Em alguns pontos, como nos braços do Riacho Fundo e do Bananal, a navegabilidade está comprometida


Alívio em tempos de baixa umidade, as águas do Lago Paranoá representam o sustento de pescadores e o lazer de velejadores e banhistas.

 

Mas o cartão-postal de Brasília não foi poupado de cinco décadas de negligência ambiental, e o assoreamento se tornou ameaça para os vários usos do espelho d’água.

 

Ele recebeu toneladas de sedimentos e perdeu volume, o que impossibilita a navegação em vários pontos e dificulta a aproximação das margens. Diante da gravidade do problema, pela primeira vez em mais de uma década, o governo avalia dois projetos de intervenção para a retirada de terra.

 

O processo prevê dragagem e limpeza do fundo do reservatório, uma tentativa extrema de recuperar parte da profundidade perdida.

Uma das obras será feita pelo GDF na região da Ponte do Bragueto, próximo ao Lago Norte, onde fica o chamado braço do Bananal.

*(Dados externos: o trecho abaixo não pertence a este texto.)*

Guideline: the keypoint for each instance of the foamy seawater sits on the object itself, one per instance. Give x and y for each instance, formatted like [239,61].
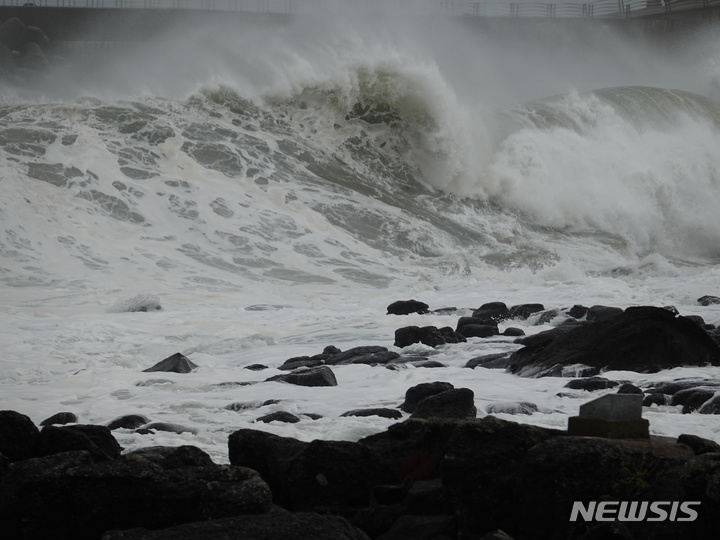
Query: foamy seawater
[274,202]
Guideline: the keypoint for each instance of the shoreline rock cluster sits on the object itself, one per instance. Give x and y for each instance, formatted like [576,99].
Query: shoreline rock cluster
[439,474]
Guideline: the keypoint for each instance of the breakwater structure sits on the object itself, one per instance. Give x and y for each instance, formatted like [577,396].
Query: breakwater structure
[89,30]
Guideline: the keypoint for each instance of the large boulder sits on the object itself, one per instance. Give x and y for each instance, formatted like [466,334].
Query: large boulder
[455,403]
[318,475]
[559,472]
[277,524]
[318,376]
[643,339]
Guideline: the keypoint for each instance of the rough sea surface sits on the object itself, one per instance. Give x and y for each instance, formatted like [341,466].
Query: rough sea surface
[250,196]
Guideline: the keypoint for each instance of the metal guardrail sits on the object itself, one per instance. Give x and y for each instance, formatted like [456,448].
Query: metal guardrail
[596,9]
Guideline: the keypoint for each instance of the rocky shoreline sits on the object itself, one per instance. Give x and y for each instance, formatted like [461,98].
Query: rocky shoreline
[440,473]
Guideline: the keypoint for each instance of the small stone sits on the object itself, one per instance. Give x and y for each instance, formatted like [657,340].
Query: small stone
[177,363]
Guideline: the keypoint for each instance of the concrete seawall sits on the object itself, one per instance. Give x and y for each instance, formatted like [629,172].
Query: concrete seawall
[123,25]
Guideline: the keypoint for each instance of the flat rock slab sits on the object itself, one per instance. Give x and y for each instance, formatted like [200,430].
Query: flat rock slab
[614,407]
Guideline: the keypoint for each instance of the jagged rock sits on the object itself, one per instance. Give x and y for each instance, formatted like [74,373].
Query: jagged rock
[523,311]
[654,398]
[170,427]
[628,388]
[319,376]
[421,528]
[691,399]
[561,470]
[18,436]
[279,416]
[496,311]
[61,418]
[318,474]
[698,444]
[300,361]
[368,354]
[547,336]
[672,387]
[174,457]
[245,405]
[176,363]
[417,393]
[393,414]
[277,524]
[465,321]
[512,407]
[427,335]
[128,421]
[496,535]
[256,367]
[712,406]
[577,311]
[601,313]
[489,361]
[478,330]
[39,494]
[643,339]
[96,440]
[464,454]
[186,456]
[591,384]
[405,307]
[511,331]
[455,403]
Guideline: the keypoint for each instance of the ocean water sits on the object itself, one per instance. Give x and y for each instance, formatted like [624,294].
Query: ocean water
[266,190]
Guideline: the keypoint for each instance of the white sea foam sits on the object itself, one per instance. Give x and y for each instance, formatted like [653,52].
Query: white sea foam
[270,219]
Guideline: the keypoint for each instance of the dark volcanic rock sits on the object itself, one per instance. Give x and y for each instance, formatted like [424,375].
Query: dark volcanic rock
[559,471]
[275,525]
[128,421]
[318,474]
[643,339]
[591,384]
[405,307]
[523,311]
[39,494]
[691,399]
[490,361]
[279,416]
[698,444]
[60,419]
[18,436]
[394,414]
[300,361]
[496,311]
[319,376]
[256,367]
[369,354]
[600,313]
[455,403]
[419,527]
[628,388]
[177,363]
[512,407]
[712,406]
[417,393]
[478,330]
[170,427]
[427,335]
[96,440]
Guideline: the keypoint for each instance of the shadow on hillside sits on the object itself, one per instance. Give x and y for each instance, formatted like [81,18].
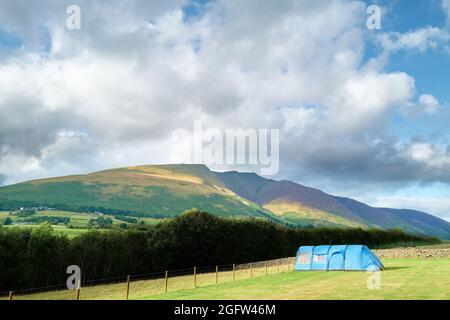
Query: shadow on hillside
[395,268]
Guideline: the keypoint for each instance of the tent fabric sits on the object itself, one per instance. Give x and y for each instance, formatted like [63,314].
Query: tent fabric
[338,257]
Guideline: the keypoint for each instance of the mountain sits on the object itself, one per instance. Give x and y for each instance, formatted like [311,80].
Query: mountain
[297,203]
[168,190]
[161,191]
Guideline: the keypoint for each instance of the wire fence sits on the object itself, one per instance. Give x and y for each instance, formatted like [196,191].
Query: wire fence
[135,287]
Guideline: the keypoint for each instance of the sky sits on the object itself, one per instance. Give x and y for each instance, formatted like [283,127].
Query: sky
[363,113]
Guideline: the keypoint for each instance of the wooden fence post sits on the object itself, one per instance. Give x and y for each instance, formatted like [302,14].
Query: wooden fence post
[128,287]
[234,271]
[195,277]
[166,281]
[217,274]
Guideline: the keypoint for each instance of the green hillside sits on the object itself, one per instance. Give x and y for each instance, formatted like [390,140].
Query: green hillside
[167,190]
[146,190]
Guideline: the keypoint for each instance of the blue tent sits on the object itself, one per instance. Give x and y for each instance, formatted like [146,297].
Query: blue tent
[342,257]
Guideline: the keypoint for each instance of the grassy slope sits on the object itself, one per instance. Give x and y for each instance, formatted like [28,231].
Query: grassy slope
[167,190]
[404,279]
[297,213]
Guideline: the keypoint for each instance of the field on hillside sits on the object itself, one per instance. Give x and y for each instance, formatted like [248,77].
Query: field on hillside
[403,279]
[78,223]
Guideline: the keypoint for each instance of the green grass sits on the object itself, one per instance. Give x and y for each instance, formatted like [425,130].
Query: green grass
[403,279]
[71,233]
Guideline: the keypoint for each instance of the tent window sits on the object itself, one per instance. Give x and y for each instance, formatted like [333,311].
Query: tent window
[320,258]
[303,258]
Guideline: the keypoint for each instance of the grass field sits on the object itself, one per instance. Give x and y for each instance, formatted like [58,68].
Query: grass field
[403,279]
[71,233]
[79,221]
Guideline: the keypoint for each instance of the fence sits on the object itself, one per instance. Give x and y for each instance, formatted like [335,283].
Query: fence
[143,286]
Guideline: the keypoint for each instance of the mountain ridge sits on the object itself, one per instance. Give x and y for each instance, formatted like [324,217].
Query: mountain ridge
[168,190]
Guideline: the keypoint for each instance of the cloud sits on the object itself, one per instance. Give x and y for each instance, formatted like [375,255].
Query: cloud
[112,93]
[435,205]
[446,7]
[429,103]
[420,40]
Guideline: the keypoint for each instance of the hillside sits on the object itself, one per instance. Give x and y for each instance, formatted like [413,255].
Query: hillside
[161,191]
[167,190]
[297,203]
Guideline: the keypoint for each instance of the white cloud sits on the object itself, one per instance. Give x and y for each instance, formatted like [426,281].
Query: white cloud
[446,7]
[112,93]
[436,205]
[421,40]
[429,103]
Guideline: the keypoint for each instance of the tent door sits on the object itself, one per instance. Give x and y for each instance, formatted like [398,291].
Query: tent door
[336,261]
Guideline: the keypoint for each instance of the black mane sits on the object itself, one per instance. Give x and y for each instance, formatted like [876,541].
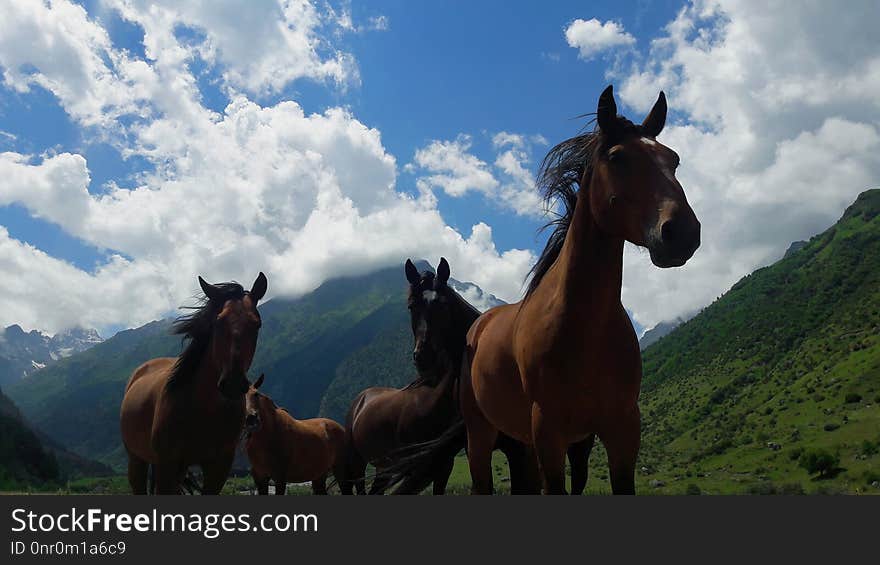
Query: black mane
[196,329]
[559,181]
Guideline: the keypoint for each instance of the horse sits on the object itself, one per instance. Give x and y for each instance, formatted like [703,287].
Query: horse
[288,450]
[384,424]
[563,366]
[383,420]
[190,410]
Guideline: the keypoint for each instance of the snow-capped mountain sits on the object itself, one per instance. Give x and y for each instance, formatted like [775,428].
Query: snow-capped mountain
[22,353]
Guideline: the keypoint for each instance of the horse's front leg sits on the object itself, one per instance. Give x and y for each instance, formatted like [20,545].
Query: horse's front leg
[441,476]
[550,447]
[622,444]
[168,476]
[579,459]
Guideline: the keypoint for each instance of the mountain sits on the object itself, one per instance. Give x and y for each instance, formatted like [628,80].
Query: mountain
[22,353]
[659,331]
[317,351]
[28,458]
[786,362]
[23,459]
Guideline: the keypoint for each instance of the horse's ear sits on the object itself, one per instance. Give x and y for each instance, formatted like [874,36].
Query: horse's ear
[653,124]
[443,270]
[412,274]
[606,112]
[258,290]
[212,292]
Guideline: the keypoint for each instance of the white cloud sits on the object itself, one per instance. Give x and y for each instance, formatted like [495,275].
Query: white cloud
[454,169]
[591,37]
[301,197]
[263,45]
[57,47]
[457,171]
[780,132]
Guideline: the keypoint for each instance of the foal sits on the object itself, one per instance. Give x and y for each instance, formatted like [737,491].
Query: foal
[288,450]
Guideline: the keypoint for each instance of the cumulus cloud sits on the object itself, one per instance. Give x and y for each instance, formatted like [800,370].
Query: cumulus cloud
[303,197]
[452,167]
[591,37]
[262,45]
[779,131]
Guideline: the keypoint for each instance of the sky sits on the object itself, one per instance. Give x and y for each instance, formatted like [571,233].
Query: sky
[144,143]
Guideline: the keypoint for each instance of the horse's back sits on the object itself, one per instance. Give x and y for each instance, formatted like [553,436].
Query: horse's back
[372,422]
[139,403]
[495,382]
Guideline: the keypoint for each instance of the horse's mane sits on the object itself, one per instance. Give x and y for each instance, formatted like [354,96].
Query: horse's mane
[559,181]
[464,315]
[196,329]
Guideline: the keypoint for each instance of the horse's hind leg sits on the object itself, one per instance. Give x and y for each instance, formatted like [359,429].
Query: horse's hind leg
[214,473]
[354,474]
[550,448]
[319,485]
[524,475]
[138,470]
[380,483]
[623,449]
[262,484]
[481,438]
[441,476]
[579,459]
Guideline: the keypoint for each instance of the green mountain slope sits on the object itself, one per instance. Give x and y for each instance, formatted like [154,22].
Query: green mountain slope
[322,339]
[788,360]
[23,459]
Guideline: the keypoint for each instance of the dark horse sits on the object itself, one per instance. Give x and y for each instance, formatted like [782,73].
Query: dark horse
[383,420]
[288,450]
[190,410]
[563,365]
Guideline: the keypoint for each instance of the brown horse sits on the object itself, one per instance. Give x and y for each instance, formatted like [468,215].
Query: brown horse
[390,427]
[287,450]
[383,420]
[190,410]
[564,363]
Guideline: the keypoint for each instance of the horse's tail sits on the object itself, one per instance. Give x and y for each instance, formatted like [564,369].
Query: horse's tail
[413,467]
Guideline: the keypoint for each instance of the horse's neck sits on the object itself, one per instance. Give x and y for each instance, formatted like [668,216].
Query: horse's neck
[590,265]
[207,395]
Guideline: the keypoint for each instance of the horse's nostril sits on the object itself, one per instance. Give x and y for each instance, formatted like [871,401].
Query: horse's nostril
[670,231]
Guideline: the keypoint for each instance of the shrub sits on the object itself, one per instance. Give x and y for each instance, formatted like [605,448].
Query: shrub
[819,461]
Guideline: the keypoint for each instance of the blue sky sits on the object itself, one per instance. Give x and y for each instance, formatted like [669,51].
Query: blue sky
[432,89]
[420,81]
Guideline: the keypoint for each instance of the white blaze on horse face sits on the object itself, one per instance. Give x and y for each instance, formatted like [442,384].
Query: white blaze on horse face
[660,158]
[429,295]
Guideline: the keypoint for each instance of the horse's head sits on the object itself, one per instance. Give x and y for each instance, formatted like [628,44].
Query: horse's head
[633,190]
[234,334]
[431,314]
[255,407]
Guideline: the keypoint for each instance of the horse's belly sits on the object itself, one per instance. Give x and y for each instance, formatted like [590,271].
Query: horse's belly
[498,393]
[136,421]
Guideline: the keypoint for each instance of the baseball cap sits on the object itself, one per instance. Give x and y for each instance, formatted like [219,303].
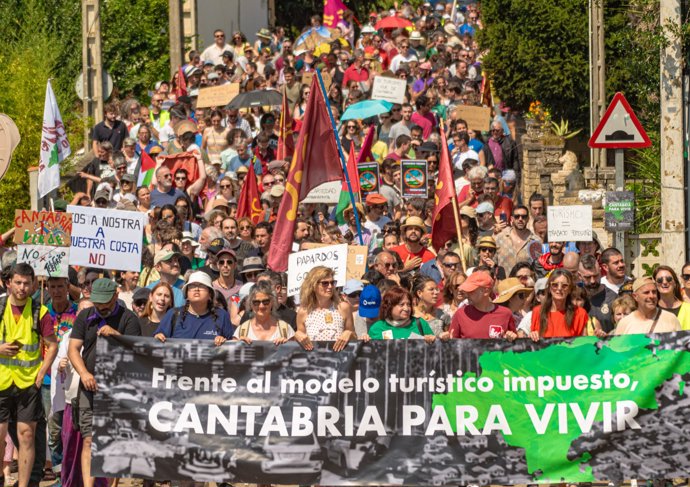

A construção do Setor Noroeste e a realização de grandes obras públicas, como a duplicação da Estrada Parque Indústria e Abastecimento (EPIA), levaram ao carregamento de grande volume de terra, deixando a água enlameada e o lago cada vez mais raso.

 

A outra intervenção se trata de obra particular, prevista pelo Iate Clube de Brasília.

 

Como vários modelos de embarcações não podem mais atracar no píer por causa do acúmulo de sedimentos, o clube lançou edital para contratar empresa responsável pela retirada do equivalente a 2,3 milhões de litros de terra. O pedido de licenciamento ambiental da empreitada, apresentado no mês passado, está em análise pelo Instituto Brasília Ambiental (Ibram).

A obra a ser feita pelo governo na região norte do Lago Paranoá é ainda maior. O projeto elaborado pela Terracap prevê a escavação de um volume de terra equivalente a 3,8 milhões de litros, a uma profundidade de até 1m.

Para isso, é preciso reduzir temporariamente a quantidade de água do espelho d’água, com a abertura das comportas, para que os caminhões entrem no leito seco e retirem o que precisa ser escavado.

Desde 2005, o Lago Paranoá não passa por processo de desassoreamento. À época, o Ibram autorizou a Novacap a retirar sedimentos acumulados na água por causa da construção das vias de acesso à Ponte JK.

 

A dragagem é uma intervenção delicada, que requer estudos detalhados de impacto ambiental. Ao remover terra das margens e do fundo do lago, existe o risco de trazer muita coisa para a superfície, o que poderia afetar o trabalho dos pescadores e até mesmo as condições de banho.